Baksei Chamkrong is a small temple just outside Angkor Thom near the south gate. This 10th century temple was built in a pyramid style with a single tower.

The name translates into English as “the bird that shelters under its wings” from a Khmer story that the king was protected by a large bird.

The tower isn’t very tall, but the narrowing stairs and incrementally smaller tiers make it look taller than it actually is.

Baksei Chamkrong is often rarely visited. Visitors that do visit the temple, stop for a quick look on their way to the bigger temples inside Angkor Thom.

Temple Facts

Date:

968 AD (10th Century)

Religion:

Hinduism

Built By:

Harshavarman I started construction. It was completed by Rajendravarman II.

Dedicated To:

Shiva

Style:

Khmer

Best Time to Visit:

Anytime

Length of Visit:

15 - 30 minutes

Temple Pass:

Required

More information about the Angkor Temple Pass.
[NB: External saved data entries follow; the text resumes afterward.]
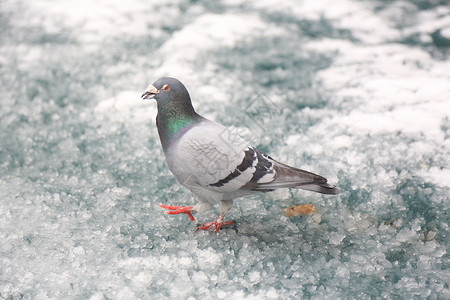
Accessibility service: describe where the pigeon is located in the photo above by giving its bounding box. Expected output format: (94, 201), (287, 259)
(142, 77), (340, 231)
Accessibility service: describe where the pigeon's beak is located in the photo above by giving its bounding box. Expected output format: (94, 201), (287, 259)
(141, 85), (159, 100)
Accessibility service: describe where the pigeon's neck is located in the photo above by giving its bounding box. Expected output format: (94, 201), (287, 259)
(156, 104), (202, 151)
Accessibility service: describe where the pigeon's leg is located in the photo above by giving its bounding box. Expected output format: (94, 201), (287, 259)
(158, 203), (196, 222)
(197, 200), (234, 232)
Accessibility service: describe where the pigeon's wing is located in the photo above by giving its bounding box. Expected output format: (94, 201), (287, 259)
(166, 121), (259, 193)
(167, 120), (340, 195)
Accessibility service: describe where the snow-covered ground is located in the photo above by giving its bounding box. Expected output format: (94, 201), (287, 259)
(1, 0), (449, 298)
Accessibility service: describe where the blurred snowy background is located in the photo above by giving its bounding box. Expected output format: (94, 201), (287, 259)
(1, 0), (449, 299)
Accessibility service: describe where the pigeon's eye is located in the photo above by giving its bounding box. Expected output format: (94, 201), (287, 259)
(162, 84), (170, 91)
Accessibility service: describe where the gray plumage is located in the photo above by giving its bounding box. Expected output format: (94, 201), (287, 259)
(142, 77), (340, 230)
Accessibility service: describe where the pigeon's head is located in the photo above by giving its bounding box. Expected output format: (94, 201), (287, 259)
(141, 77), (192, 107)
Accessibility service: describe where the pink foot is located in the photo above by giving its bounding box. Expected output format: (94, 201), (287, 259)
(159, 203), (195, 222)
(197, 217), (234, 232)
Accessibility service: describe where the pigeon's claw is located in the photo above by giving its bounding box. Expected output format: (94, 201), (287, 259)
(197, 220), (234, 232)
(158, 203), (195, 222)
(197, 215), (234, 232)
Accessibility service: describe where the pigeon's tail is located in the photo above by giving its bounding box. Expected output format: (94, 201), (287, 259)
(295, 182), (341, 195)
(282, 163), (341, 195)
(245, 159), (341, 195)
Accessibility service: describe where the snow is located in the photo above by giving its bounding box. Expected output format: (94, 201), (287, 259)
(1, 0), (449, 299)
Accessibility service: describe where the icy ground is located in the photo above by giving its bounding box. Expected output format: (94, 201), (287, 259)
(1, 0), (449, 299)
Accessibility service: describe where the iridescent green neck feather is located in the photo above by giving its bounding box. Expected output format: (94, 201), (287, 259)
(167, 116), (196, 137)
(156, 100), (202, 152)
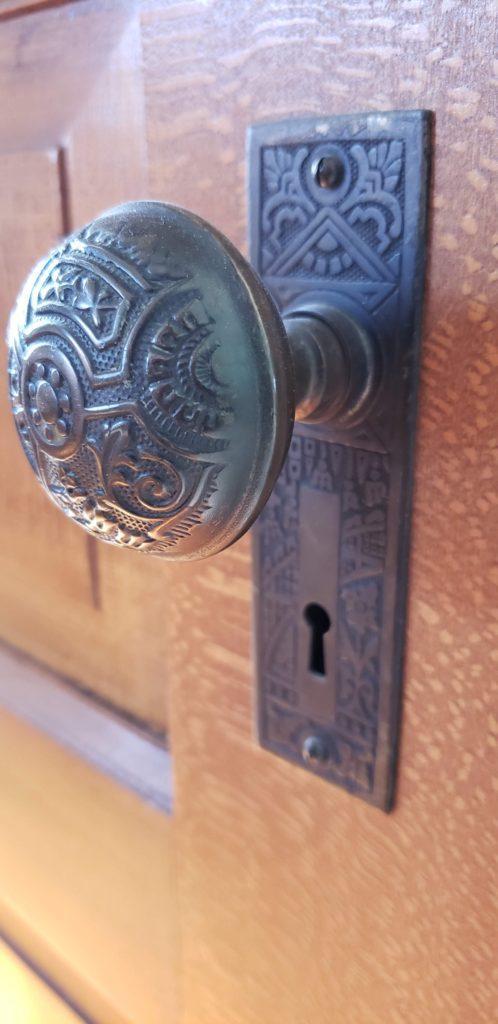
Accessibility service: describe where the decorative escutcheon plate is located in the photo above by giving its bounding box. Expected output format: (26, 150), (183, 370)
(250, 111), (431, 810)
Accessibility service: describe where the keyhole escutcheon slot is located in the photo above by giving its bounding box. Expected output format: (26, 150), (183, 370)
(304, 603), (331, 676)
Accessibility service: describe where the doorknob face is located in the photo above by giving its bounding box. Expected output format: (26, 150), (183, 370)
(7, 201), (375, 560)
(7, 202), (298, 559)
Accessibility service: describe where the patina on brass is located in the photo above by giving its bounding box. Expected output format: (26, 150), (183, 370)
(7, 201), (374, 560)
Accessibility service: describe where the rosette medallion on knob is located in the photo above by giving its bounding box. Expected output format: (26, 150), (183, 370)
(6, 202), (377, 560)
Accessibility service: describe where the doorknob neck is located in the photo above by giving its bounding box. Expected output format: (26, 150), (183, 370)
(284, 304), (377, 426)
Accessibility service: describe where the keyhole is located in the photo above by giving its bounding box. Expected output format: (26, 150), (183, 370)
(304, 603), (331, 676)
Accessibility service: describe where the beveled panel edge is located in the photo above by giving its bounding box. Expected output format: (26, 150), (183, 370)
(0, 641), (173, 813)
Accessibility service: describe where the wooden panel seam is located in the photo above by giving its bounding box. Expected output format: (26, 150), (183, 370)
(0, 929), (95, 1024)
(0, 641), (173, 812)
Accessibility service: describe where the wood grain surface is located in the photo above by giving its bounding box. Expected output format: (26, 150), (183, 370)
(141, 2), (497, 1022)
(0, 2), (496, 1022)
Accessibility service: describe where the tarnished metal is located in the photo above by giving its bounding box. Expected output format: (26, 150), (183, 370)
(7, 202), (296, 560)
(7, 202), (375, 561)
(250, 110), (431, 810)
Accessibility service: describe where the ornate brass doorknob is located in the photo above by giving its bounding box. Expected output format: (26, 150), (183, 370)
(7, 202), (376, 560)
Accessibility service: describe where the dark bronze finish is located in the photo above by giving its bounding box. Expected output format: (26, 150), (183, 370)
(6, 202), (374, 561)
(284, 302), (378, 426)
(250, 110), (431, 810)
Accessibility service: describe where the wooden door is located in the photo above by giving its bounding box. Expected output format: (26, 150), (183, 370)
(0, 2), (496, 1022)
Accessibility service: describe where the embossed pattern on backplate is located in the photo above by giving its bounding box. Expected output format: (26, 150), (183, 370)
(250, 111), (431, 810)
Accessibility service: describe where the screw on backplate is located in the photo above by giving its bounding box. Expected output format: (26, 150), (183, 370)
(314, 154), (345, 190)
(301, 733), (330, 770)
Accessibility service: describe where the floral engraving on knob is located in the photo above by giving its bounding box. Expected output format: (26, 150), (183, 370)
(27, 361), (72, 444)
(58, 467), (86, 499)
(40, 264), (121, 327)
(8, 213), (232, 556)
(33, 261), (130, 350)
(101, 420), (209, 519)
(43, 421), (221, 553)
(143, 295), (232, 454)
(19, 344), (84, 459)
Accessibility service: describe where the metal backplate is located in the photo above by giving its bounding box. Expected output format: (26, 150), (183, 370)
(250, 110), (431, 810)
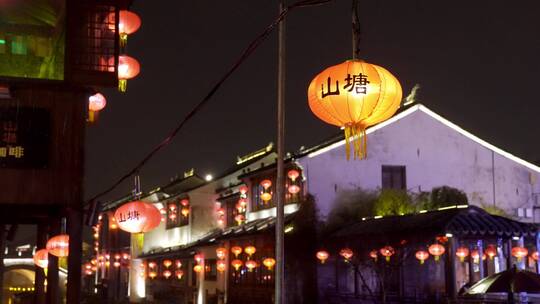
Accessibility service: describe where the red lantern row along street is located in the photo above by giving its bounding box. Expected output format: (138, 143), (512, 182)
(308, 60), (402, 160)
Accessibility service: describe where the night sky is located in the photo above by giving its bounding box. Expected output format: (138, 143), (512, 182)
(85, 0), (540, 201)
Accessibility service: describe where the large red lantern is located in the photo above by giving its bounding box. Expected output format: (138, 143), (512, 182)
(380, 246), (395, 262)
(339, 248), (354, 261)
(33, 249), (49, 268)
(114, 201), (161, 233)
(46, 234), (69, 257)
(118, 10), (141, 45)
(316, 250), (329, 264)
(512, 247), (528, 262)
(456, 247), (469, 262)
(117, 55), (140, 92)
(428, 244), (445, 261)
(415, 250), (429, 265)
(308, 60), (402, 159)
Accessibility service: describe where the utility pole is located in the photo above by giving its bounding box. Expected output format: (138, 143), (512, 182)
(275, 0), (286, 303)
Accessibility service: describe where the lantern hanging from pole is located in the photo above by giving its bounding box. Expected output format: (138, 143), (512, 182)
(511, 247), (528, 262)
(316, 250), (329, 264)
(308, 60), (402, 160)
(114, 201), (161, 233)
(33, 249), (49, 268)
(485, 245), (497, 260)
(118, 10), (141, 46)
(117, 55), (140, 92)
(415, 250), (429, 265)
(455, 247), (469, 262)
(380, 246), (395, 262)
(263, 258), (276, 270)
(339, 248), (354, 261)
(46, 234), (69, 257)
(428, 244), (445, 261)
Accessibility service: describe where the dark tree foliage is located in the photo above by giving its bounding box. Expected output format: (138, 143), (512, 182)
(428, 186), (468, 209)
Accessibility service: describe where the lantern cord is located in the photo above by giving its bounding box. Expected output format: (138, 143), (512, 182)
(352, 0), (361, 59)
(85, 0), (334, 206)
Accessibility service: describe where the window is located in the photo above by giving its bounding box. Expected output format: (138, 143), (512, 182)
(204, 259), (217, 281)
(166, 198), (190, 229)
(250, 169), (303, 212)
(381, 166), (406, 190)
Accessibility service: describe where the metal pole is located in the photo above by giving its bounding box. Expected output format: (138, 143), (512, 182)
(275, 0), (286, 303)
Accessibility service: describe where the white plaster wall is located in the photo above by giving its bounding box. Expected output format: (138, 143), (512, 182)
(299, 109), (540, 219)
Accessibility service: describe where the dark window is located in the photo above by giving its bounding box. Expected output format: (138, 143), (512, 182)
(381, 166), (406, 190)
(204, 259), (217, 281)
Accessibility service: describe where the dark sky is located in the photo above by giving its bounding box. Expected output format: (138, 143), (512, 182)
(85, 0), (540, 201)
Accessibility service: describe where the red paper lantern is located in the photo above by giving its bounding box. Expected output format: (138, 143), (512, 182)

Baksei Chamkrong Temple Guide

Location

Baksei Chamkrong temple is located less than 100m from the South Gate of Angkor Thom. It’s only about 150m from Phnom Bakheng. It’s a little away from the road, but can still be seen as you drive past it. The temple is also less than 2km away from Ta Prohm.

Getting There

As Baksei Chamkrong is nearby to Angkor Thom and Angkor Wat most visitors will stop by along the way to other temples. To get here, just follow the road north from Angkor Wat and stop just before the moat at Angkor Thom which leads to the South Gate.

Coordinates

13.4253683, 103.8568564

Distances

Siem Reap: 8.5km

Angkor Wat: 1.4km

Angkor Thom: 1.7km

Ta Prohm: 6.6km

Tours

As this is a relatively small temple, you probably won’t spend much time here. Instead, you’re likely to enjoy the temple as part of a larger tour. It could be incorporated into the Small Circuit Angkor Tour or even the Grand Circuit Tour. There are also other itineraries which feature temples in and around Angkor Thom.

Ask your guide or driver to stop along the way. It’s likely that you’ll only spend 15-30 minutes exploring this temple.

If you’re cycling on your tour, you might want to stop for a breather and escape the hot sun before continuing your journey into Angkor Thom. Many tours bypass this temple, so if you’re with a tour group on a shared tour, you might not get to see it.

Accommodation

You’ll find plenty of places to stay in Siem Reap town which will suit all budgets and styles. There are small guest houses to large 5 star resorts and everything in between.

Why Visit Baksei Chamkrong?

Baksei Chamkrong is much quieter than other temples in the region and this gives you a great opportunity to explore in peace. You can take a look around, get some photos and relax without thousands of other people around you.

History

Baksei Chamkrong Temple was completed in 968 AD by King Rajendravarman II. King Harshavarman I started construction of the temple and dedicated it to his father Yasovarman. It was also dedicated to the Hindu god Shiva.

The legend of the temple is that a huge bird came and sheltered the king under his wings during a battle. The name literally translates as “The Bird Who Shelters Under Its Wings”.

Other than this, not much is known about the temple.

Layout and Design

Prasat Baksei Chamkrong looks larger than life due to building techniques implemented. The design features help the temple to look taller than the 15m it actually is.

The steps were narrowed at the top to give a perspective of height. Also, each of the four tiers are smaller than the one below it. Again, this adds to the perception that the temple is higher than its real height.

The temple was one of the first to be built using laterite and bricks with sandstone decoration. Much of the structure has long since disappeared. There would have been a brick enclosure with an entrance building (gopura) on the east of the temple.

The temple was originally “protected” by stone lions. However, there is only a single lion which remains today.

At the top there is a tower with a door which opens to the east.

There are carvings of Indra and a three-headed elephant called Airavata which can still be seen today. There are also inscriptions which refer to the early Khmer kings as legends including the popular Jayavarman II. There are also stories of a large golden statue of Shiva which was dedicated in 948 AD.

A reclining Buddha image was added at a later date. Although the exact date is unknown, it might have been added during the 12th century as Cambodia transitioned into a Buddhism.